新しいスナップショットはどちらも、改良されたデコーダーによって、より自然な音声を生成します。また、Custom Voices の使用時も、声の一貫性をより高く保てます。
テキスト読み上げ
最新のテキスト読み上げモデル gpt-4o-mini-tts-2025-12-15 は、精度が大幅に向上しています。標準的な音声ベンチマーク全体で、前世代と比べて単語誤り率が大きく低下しました。Common Voice と FLEURS では単語誤り率(WER)が約 35% 低下し、Multilingual LibriSpeech でも一貫して改善が見られます。



これらの結果は、幅広い言語で発音の正確性と堅牢性が向上していることを示しています。

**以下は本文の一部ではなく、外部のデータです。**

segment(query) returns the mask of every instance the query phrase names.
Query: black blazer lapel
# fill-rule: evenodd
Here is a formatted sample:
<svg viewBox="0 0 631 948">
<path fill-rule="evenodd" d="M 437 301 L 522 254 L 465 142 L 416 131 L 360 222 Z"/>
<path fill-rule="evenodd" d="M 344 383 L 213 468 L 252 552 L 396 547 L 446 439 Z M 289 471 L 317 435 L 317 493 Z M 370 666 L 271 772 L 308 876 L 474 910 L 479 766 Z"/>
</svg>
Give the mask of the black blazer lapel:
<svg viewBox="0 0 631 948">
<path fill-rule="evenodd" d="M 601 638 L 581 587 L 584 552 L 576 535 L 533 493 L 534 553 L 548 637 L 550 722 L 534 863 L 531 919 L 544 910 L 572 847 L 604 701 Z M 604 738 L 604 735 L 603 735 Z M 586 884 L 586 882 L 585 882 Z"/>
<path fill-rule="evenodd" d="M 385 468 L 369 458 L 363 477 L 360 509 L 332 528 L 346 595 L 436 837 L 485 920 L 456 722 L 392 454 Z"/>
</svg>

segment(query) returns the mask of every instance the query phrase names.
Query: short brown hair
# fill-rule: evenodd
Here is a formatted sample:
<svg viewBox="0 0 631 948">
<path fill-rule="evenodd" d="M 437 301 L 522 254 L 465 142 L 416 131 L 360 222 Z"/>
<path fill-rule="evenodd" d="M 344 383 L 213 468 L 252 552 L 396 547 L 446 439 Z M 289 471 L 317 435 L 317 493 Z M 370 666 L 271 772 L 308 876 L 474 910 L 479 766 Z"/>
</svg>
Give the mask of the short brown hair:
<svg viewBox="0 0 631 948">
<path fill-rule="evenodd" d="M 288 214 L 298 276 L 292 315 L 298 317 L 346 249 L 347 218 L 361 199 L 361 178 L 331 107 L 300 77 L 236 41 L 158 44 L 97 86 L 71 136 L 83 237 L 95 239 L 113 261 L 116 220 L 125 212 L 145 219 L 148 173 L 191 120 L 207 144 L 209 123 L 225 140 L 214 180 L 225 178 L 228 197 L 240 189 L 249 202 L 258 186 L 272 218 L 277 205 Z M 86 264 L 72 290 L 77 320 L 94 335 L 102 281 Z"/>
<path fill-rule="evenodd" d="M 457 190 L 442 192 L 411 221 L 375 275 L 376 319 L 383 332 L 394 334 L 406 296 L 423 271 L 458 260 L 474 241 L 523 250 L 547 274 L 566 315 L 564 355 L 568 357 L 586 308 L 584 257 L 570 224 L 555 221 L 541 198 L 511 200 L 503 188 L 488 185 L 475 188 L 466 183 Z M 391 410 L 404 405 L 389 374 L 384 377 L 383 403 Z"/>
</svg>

新しい gpt-realtime-mini スナップショットと同様に、このモデルも音声が格段に自然になり、Custom Voices の使用時の性能も向上しています。
音声のテキスト化
最新の文字起こしモデル gpt-4o-mini-transcribe-2025-12-15 は、正確性と信頼性の両面で大きく向上しています。Common Voice や FLEURS といった標準的な自動音声認識(ASR)ベンチマークでは、言語のヒントなしで、従来のモデルよりも低い単語誤り率を達成しています。このモデルは、短いユーザー発話や背景ノイズがある状況など、実際の会話環境での動作を最適化しています。社内の ノイズ下でのハルシネーション 評価では、実環境の背景ノイズのクリップや、発話間隔がさまざまに異なる音声(無音も含む)を再生しました。その結果、ハルシネーションの発生は Whisper v2 と比べて約 90%、従来の GPT-4o-transcribe モデルと比べて約 70% 減少しました。

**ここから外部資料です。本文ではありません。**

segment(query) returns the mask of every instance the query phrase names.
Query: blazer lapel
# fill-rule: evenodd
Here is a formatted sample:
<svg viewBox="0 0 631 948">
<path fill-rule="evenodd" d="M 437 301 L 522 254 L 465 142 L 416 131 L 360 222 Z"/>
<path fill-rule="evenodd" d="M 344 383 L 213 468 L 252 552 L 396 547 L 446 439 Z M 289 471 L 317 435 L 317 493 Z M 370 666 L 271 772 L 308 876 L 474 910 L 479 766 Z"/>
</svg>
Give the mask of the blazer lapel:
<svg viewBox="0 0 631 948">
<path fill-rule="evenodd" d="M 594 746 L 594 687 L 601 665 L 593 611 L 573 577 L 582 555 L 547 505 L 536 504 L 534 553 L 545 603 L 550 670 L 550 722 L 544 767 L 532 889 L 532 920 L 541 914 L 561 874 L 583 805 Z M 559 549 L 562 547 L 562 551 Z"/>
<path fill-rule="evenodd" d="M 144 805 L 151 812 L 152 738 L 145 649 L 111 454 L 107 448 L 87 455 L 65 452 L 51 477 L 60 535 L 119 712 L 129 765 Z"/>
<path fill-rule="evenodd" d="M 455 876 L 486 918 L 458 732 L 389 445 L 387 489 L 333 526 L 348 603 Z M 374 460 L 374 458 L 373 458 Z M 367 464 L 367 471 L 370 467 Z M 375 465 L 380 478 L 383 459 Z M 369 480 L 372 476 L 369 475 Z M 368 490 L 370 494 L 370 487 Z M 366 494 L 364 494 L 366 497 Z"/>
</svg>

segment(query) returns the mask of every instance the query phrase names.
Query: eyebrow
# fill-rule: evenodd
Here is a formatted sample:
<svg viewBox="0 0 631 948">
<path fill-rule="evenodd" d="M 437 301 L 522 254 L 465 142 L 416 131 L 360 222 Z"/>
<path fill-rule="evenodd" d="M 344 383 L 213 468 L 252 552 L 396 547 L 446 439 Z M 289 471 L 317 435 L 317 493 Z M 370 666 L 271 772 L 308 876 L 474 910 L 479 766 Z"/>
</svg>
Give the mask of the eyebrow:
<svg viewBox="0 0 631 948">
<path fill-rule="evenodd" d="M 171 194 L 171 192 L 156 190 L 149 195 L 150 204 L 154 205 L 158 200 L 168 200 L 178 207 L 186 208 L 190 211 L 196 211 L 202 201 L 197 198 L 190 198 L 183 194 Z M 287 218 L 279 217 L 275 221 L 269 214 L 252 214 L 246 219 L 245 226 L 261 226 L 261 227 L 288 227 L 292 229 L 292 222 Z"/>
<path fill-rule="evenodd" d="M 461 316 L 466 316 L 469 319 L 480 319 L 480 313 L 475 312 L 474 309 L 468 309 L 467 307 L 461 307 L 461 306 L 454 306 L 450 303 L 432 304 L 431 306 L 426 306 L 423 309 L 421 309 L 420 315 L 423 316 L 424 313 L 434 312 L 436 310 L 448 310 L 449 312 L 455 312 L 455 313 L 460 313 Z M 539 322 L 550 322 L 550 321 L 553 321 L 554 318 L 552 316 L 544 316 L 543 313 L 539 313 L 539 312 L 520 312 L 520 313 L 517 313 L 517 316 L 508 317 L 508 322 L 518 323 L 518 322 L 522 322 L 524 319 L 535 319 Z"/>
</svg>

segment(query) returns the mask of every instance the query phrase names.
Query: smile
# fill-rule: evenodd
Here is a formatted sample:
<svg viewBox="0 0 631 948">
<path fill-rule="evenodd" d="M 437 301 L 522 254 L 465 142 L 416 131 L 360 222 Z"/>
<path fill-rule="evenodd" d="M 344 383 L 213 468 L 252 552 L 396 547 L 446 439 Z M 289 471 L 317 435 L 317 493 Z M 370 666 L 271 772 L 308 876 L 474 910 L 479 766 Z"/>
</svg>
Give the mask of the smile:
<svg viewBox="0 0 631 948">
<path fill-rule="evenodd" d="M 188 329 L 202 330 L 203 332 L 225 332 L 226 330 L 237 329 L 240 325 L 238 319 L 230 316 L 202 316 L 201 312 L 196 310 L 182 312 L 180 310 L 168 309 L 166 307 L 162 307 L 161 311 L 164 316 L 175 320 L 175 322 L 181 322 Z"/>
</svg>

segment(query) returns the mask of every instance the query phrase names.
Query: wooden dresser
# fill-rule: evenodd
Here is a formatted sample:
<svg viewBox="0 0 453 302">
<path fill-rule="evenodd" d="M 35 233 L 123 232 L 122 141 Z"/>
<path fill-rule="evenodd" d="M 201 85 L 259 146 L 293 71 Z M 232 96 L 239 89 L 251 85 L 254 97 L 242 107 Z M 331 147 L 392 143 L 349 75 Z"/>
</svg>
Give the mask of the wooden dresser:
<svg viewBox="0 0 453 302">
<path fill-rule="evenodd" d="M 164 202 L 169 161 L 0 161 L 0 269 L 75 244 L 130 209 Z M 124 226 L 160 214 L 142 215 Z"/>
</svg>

このモデルのスナップショットは、中国語(標準中国語)、ヒンディー語、ベンガル語、日本語、インドネシア語、イタリア語で特に優れた性能を発揮します。
Custom Voices
Custom Voices を使うと、組織はブランド独自の声で顧客とコミュニケーションを取れます。カスタマーサポートエージェントやブランドのアバターを開発する際に、OpenAI のカスタム音声技術を使えば、個性があり、リアルな音声を簡単に作成できます。
今回の新しい音声変換モデルとテキスト読み上げモデルにより、カスタム音声の声色がより自然になり、元のサンプルへの忠実度や、方言ごとの正確性も向上します。
この技術を安全に利用していただくため、Custom Voices は利用資格のあるお客様に限定して提供しています。詳しくは、担当のアカウントディレクター、または営業チームにお問い合わせください。
プロトタイプから本番環境へ
音声アプリで問題が起きる場面には共通する傾向があります。主に、長い会話、無音などのエッジケース、そして音声エージェントに正確な動作が求められるツールを使ったフローです。今回の更新は、こうした問題への対策に重点を置き、誤り率の低減、ハルシネーションの減少、ツール使用の安定性向上、指示への追従性向上を図っています。さらに、出力音声の安定性も改善し、より自然な音声体験を実現できるようにしました。
現在、音声体験を提供している場合は、新しい 2025-12-15 スナップショットに移行し、本番環境向けの主要なテストケースを再実行することをお勧めします。
先行テスターは、指示を変更せず、新しいスナップショットに切り替えるだけで明確な改善が得られることを確認しています。ただし、ご自身のユースケースで試し、必要に応じてプロンプトを調整することをお勧めします。